- Founded: 1984
- Principal conductor: Julian Perkins
- Website: www.pbo.org

= Portland Baroque Orchestra =

Portland Baroque Orchestra (PBO) is an orchestra based in Portland, which is dedicated to historically informed performance of Baroque, Classical and early Romantic music on original instruments. It was founded in 1984 by harpsichordist, teacher, and early music pioneer Ton Koopman, and Monica Huggett served as Artistic Director from 1995 until 2021.

Julian Perkins was appointed Artistic Director in 2022. In addition, Portland Baroque Orchestra has engaged eminent guest conductors to its podium including Paul Agnew, John Butt, Richard Egarr, Paul O'Dette, Andrew Manze, Alexander Weimann, and Stanley Ritchie.
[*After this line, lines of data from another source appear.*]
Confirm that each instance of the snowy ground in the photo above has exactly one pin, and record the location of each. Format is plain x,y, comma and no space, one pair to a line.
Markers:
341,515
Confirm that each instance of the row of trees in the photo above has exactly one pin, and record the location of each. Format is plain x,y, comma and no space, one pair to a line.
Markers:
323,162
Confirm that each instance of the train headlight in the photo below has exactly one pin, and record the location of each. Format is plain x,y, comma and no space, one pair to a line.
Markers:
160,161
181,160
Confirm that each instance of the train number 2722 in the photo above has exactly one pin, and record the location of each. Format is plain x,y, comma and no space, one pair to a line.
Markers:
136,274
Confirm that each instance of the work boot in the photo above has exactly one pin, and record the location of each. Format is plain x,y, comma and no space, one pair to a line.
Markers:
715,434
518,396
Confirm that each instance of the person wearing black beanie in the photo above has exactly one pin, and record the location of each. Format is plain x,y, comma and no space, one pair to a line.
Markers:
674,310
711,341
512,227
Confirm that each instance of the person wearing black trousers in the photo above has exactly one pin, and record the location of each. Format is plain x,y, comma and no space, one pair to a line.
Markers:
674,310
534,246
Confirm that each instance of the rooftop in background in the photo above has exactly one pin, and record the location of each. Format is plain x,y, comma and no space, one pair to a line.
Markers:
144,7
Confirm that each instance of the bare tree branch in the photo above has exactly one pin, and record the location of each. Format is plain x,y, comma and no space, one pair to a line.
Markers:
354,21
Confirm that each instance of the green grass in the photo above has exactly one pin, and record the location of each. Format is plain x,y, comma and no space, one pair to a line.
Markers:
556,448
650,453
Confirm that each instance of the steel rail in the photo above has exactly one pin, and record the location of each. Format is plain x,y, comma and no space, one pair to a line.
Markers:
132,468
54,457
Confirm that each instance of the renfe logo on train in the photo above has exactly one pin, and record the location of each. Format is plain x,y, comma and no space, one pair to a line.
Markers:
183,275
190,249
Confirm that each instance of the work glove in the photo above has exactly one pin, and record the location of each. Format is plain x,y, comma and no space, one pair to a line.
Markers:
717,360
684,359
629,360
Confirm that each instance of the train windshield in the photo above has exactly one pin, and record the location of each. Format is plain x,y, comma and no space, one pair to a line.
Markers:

PBO performs a six-program subscription season in the greater Portland area—and is regularly heard on tour in the region, especially with the Oregon Bach Festival. The Orchestra performed Handel's opera Rinaldo and Cavalli's La Calisto with Portland Opera.

In 2006, PBO began a successful annual collaboration with the vocal ensemble Cappella Romana. Joint productions have included Handel's Messiah every year, Bach's St. John Passion (including CD release), and two thematic programs of choral works by Bach, Handel and Vivaldi, and a project at the Portland Art Museum for an exhibition of Venetian musical instruments.

Portland Baroque Orchestra has made a number of recordings for the label Avie.

In 2015, PBO launched its own CD label, Portland Baroque Media.